This package is inspired by the demultiplexing options in porechop
(by Ryan Wick) but without the adapter trimming options - it just demuxes. It uses the parasail
library with its Python bindings to do pairwise alignment which provides a considerable speed up over the seqan
library used by porechop
due to its low-level use of vector processor instructions.
Additional speed-ups come from specifying exactly which barcodes are present so it limits searching only to those (this is usually something you know, after all).
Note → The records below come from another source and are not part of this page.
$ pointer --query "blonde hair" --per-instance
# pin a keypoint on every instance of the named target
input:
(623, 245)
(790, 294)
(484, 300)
There is also more flexibility with how double barcodes are called (i.e., when you only call a read's barcode if it has the matching barcode sequence at both ends to reduce the chance of mis-called reads). In readucks
you can specify a lower identity threshold for the secondary barcode than the primary. The primary barcode is defined as the one with the highest match (either at the start or end of the read). The secondary barcode is then the other one. The secondary barcode must match the primary (i.e., be from the same pair) but may have more read errors.
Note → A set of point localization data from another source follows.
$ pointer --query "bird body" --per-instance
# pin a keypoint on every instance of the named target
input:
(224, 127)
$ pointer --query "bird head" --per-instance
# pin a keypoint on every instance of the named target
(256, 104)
We are currently investigating the optimal settings for this to trade off between sensitivity and specificity for double barcoding.s
One source file misc.py
is from porechop
and is provided with its original licencing information.
git clone https://github.com/rambaut/readucks.git
Install dependencies
pip install biopython
pip install parasail
Install Readucks
cd readucks
python setup.py install
Run Readucks
readucks --help
usage: readucks -i INPUT_PATH [-o OUTPUT_DIR] [-b] [-a] [-e]
[-p PREFIX] [-t THREADS] [-v VERBOSITY] [--single]
[--native_barcodes] [--pcr_barcodes]
[--rapid_barcodes]
[--limit_barcodes_to LIMIT_BARCODES_TO [LIMIT_BARCODES_TO ...]]
[--threshold THRESHOLD]
[--secondary_threshold SECONDARY_THRESHOLD]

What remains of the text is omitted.